First, we have exteneded the “life” of whatever remaining oil is in the ground – both of that discovered and yet undiscovered. So moving to a more fuel efficient car fleet that uses internal combustion engines will seem to prolong the feasibility of the carbon economy – not good if you are worried about CO2’s impact on the Earth.
Second, even if the first effect is small (it will be huge actually …), when the price of fossil fuels is low, there is a far smaller incentive for entrepreneurs in the alternative energy sector to discover cost-effective environmentally “friendly” energies. There is a substantially larger incentive to do so when the price of fossil fuels is higher.
Artificially nudging customers to purchase more fuel-efficient cars than thieir current plans would prefer at current fossil fuel prices can have the perverse environmental effect of sustaining the fossil fuel economy.
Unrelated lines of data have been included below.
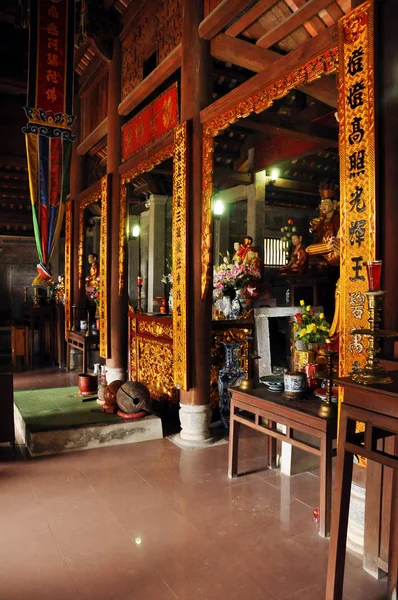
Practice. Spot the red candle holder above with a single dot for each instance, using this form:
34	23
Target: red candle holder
373	270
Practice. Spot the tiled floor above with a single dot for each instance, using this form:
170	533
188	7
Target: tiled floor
149	521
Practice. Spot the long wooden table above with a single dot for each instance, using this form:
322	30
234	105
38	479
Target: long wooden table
310	416
377	407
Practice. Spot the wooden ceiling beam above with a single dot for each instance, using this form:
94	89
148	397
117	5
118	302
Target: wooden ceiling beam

I would remind readers that this statement does not make me a global warming denialist. If Environmentalists truly cared about the environment and not something else (such as political influence and power and perpetuation of the Corporate State), first and foremost on their minds should be the question, “Does this program move us in a better direction toward achieving our goals of a clean and sustainable planet?” While it might be the case that Cash for Clunkers does this, reflection on the possibility that it does not advance environmental goals is sorely lacking. The reaction I am observing seems to be the usual – “if people say it is good for the environment, then it must be good for the environment.” Anyone with even a passing familiarity of the Clean Air Act, the synfuels program, the Endangered Species Act, and a host of other legislation passed in the name of the environment, might understand that this is far from obvious.
Bruce Babbitt wrote a book (can’t remember the title), but in it he talked about how horrible it was to have a tower a Gettysburg that allowed visitors to view the whole battlefield at once. Paraphasing: How dare they ruin my view! He ended up getting Congress to pass an act which paid the owners a couple million then demolished that tower (all this was by pg. 3 of the book). My thought: how is this action based on the whims and beliefs of certain people any different from tyranny?